Saturday, January 18, 2014

Big Data, Predictive Algorithms and the Virtues of Transparency (Part One)



Transparency is a much-touted virtue of the internet age. Slogans such as the “democratisation of information” and “information wants to be free” trip lightly off the tongue of many commentators; classic quotes, like Brandeis’s “sunlight is the best disinfectant” are trotted out with predictable regularity. But why exactly is transparency virtuous? Should we aim for transparency in all endeavours? Over the next two posts, I look at four possible answers to that question.

The immediate context for this is the trend toward “big data” projects, and specifically the trend toward the use predictive algorithms by governmental agencies and corporations. Recent years have seen such institutions mine large swathes of personal data in an attempt to predict the future behaviour of citizens and customers. For example, in the U.S. (and elsewhere) the revenue service (IRS) uses data-mining algorithms to pool individuals for potential audits. These algorithms work on the basis that certain traits and behaviours make it more likely that an individual is understating income on a tax return.

There are laws in place covering the use of such data, but I’m not interested in those here; I’m interested in the moral and political question as to whether such use should be “transparent”. In other words, should an institution like the IRS be forced to disclose how their predictive algorithms work? To answer that question, I’m going to enlist the help of Tal Zarsky’s recent article “Transparent Predictions”, which appeared in last year’s University of Illinois Law Review.

Zarsky’s article is a bit of sprawling mess (typical, I’m afraid, of many law journal articles). It covers the legal, political and moral background on this topic in a manner that is not always as analytically sharp as it could be. Nevertheless, there are some useful ideas buried within the article, and I will draw heavily upon them here.

The remainder of this post is divided into two sections. The first looks at the nature of the predictive process and follows Zarsky in separating it out into three distinct stages. Each of those stages could raise different transparency issues. The second section then looks at the first of four possible justifications for transparency.

Note: the title of this post refers solely to the “virtues” of transparency. This is no accident: the series will deal specifically with the alleged virtues. There are, of course, alleged vices. I’ll address them at a later date.


1. Transparency and the Predictive Process
Take a predictive algorithm like the one used by IRS when targetting potential tax cheats. Such an algorithm will work by collecting various data points in a person’s financial transactions, analysing those data and then generating a prediction as to the likelihood that the said individual is guilty of tax fraud. This prediction will then be used by human agents to select cases for auditing. The subsequent auditing process will determine whether or not the algorithm was correct in its predictions.

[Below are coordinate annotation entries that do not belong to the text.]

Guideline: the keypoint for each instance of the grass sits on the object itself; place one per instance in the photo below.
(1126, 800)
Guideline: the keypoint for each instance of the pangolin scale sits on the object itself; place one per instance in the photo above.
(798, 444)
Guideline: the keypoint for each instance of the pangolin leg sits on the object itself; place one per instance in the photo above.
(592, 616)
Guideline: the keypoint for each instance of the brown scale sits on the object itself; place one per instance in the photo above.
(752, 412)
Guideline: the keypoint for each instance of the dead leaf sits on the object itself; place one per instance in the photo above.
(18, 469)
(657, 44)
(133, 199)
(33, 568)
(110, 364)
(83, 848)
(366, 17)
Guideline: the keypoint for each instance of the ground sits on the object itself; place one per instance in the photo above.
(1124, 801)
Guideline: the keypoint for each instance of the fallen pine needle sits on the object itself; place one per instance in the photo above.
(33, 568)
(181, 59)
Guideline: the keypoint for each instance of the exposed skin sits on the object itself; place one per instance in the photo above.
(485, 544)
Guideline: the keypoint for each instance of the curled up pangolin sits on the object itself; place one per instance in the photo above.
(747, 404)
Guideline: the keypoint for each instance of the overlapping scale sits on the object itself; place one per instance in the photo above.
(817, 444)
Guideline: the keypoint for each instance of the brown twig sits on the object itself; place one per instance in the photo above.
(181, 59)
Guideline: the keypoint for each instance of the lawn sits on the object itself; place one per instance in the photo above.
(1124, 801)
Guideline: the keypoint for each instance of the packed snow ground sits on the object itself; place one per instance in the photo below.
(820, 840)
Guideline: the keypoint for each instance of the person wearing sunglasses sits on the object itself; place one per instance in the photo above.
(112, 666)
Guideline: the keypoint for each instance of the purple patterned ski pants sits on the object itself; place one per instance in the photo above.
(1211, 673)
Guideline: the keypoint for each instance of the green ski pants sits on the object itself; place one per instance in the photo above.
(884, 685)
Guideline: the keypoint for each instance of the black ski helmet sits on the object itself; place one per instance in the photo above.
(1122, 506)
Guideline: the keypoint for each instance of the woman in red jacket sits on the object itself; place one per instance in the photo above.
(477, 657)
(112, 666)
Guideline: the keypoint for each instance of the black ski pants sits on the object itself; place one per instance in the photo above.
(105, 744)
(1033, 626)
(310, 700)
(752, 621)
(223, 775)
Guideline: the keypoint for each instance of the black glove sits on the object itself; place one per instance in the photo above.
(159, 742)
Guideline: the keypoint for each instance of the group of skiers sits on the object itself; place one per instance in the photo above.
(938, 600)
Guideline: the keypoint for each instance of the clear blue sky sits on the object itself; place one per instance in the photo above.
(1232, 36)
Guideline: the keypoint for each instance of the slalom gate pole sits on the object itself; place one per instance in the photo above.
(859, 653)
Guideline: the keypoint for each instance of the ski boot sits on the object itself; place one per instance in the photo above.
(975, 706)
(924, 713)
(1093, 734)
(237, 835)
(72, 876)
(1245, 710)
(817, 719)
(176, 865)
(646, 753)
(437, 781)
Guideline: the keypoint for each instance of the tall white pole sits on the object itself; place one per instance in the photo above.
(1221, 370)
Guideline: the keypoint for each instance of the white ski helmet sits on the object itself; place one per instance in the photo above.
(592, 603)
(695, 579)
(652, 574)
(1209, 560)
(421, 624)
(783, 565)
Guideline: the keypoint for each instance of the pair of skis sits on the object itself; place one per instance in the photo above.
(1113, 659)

The process here is divided into three distinct stages, stages that will be shared by all data-mining and predictive programmes (such as those employed by other government agencies and corporations). They are:

Collection Stage: Data points/sets are collected, cleansed and warehoused. Decisions must be made as to which data points are relevant and will be collected.
Analytical Stage: The collected data is “mined”, analysed for rules and associations and then processed in order to generate some prediction.
Usage Stage: The prediction that has been generated is used to guide particular decisions. Strategies and protocols are developed for the effective use of the predictions.

For the time being, human agency is relevant to all three stages: humans programme the algorithms, deciding which data points/sets are to be used and how they are to be analysed, and humans make decisions about how the algorithmic predictions are to be leveraged. It is possible that, as technology develops, human agency will become less prominent in all three stages.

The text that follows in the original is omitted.